They continue with terms, like:

• Kernels
• Posterior over functions
• Squared-exponentials
• Covariances

Alas, this is often confusing to the GP beginner; the following is the introductory tutorial on GPs that I wish I'd had myself.

By the end of this tutorial, you should understand:

• What a Gaussian process is and how to build one in NumPy.
• The motivations behind their functional form, i.e. how the GP comes to be.
• The statements and terms above.

Let's get started.

## Playing with Gaussians

Before moving within 500 nautical miles of the Gaussian process, we're going to start with something far easier: vanilla Gaussians themselves. This will help us to build intuition. We'll arrive at the GP before you realize.

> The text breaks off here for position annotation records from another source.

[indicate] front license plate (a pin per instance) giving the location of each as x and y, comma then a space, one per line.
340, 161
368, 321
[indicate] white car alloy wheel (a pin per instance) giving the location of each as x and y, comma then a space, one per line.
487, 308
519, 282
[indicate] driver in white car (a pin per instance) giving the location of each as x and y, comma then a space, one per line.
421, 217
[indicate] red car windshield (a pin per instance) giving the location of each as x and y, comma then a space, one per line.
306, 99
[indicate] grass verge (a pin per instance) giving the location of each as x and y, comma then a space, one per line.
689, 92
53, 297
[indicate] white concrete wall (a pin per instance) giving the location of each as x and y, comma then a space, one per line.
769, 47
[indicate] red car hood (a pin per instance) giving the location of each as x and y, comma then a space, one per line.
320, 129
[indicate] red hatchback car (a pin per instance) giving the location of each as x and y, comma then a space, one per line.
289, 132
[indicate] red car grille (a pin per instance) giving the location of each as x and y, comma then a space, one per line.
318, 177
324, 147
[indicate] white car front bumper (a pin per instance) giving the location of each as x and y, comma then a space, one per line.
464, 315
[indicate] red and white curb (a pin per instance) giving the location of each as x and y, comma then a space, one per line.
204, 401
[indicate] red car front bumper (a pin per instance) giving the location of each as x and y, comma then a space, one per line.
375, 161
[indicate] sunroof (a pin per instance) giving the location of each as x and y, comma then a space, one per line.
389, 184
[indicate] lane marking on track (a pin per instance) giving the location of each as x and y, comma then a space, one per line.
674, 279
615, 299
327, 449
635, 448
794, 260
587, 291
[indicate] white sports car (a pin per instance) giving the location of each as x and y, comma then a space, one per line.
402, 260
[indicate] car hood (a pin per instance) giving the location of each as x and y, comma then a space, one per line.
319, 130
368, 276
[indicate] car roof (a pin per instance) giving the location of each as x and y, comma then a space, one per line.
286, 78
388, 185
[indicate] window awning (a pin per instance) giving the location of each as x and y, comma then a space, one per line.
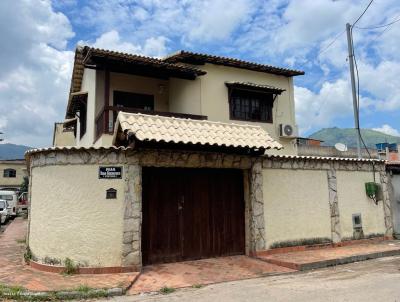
76, 100
171, 130
255, 87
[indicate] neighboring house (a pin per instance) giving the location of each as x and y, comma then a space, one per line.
393, 168
12, 173
184, 84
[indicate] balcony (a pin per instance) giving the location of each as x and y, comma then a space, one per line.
105, 121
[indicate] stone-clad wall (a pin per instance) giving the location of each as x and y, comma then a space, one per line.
133, 161
339, 174
256, 197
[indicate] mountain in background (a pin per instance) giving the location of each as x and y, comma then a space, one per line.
11, 151
348, 136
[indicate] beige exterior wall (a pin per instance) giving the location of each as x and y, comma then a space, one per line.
396, 202
207, 95
296, 205
88, 85
62, 137
215, 103
353, 200
138, 84
73, 197
21, 171
185, 96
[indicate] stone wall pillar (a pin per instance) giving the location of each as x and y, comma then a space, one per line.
385, 182
131, 245
256, 209
334, 206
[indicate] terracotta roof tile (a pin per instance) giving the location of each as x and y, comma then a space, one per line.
254, 86
199, 58
187, 131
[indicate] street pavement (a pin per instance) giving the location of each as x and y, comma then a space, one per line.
374, 280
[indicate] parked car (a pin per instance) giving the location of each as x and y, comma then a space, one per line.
3, 211
12, 199
23, 202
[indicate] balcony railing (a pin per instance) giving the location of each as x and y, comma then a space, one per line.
105, 121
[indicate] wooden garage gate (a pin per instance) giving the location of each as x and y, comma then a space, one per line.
192, 214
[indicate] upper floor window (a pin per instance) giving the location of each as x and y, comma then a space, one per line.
247, 105
83, 117
133, 100
10, 173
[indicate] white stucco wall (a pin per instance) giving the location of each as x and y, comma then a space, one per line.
353, 200
89, 86
185, 96
207, 95
70, 216
63, 137
20, 168
296, 205
396, 202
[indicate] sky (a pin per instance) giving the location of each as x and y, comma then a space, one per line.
38, 43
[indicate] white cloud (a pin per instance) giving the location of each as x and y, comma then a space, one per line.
314, 110
35, 72
36, 65
387, 129
112, 40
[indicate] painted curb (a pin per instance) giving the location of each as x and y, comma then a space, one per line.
331, 262
67, 295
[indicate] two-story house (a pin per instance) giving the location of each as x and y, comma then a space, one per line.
12, 173
171, 159
184, 84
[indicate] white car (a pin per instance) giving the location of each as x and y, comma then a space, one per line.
12, 199
3, 211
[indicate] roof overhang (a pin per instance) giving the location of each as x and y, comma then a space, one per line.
75, 102
169, 131
200, 59
136, 64
255, 87
393, 167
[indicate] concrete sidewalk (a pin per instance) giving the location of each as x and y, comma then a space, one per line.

The Gaussian distribution, a.k.a. the Normal distribution, can be thought of as a Python object which:

• Is instantiated with characteristic parameters mu (the mean) and var (the variance).
• Has a single public method, density, which accepts a float value x, and returns a float proportional to the probability of this Gaussian having produced x.
class Gaussian:

def __init__(self, mu, var):
self.mu = mu
self.var = var
self.stddev = np.sqrt(var)  # the standard deviation is the square-root of the variance

def density(self, x):
return norm(loc=self.mu, scale=self.stddev).pdf(x)


So, how do we make those cool bell-shaped plots? A 2D plot is just a list of tuples— each with an x, and a corresponding y—shown visually.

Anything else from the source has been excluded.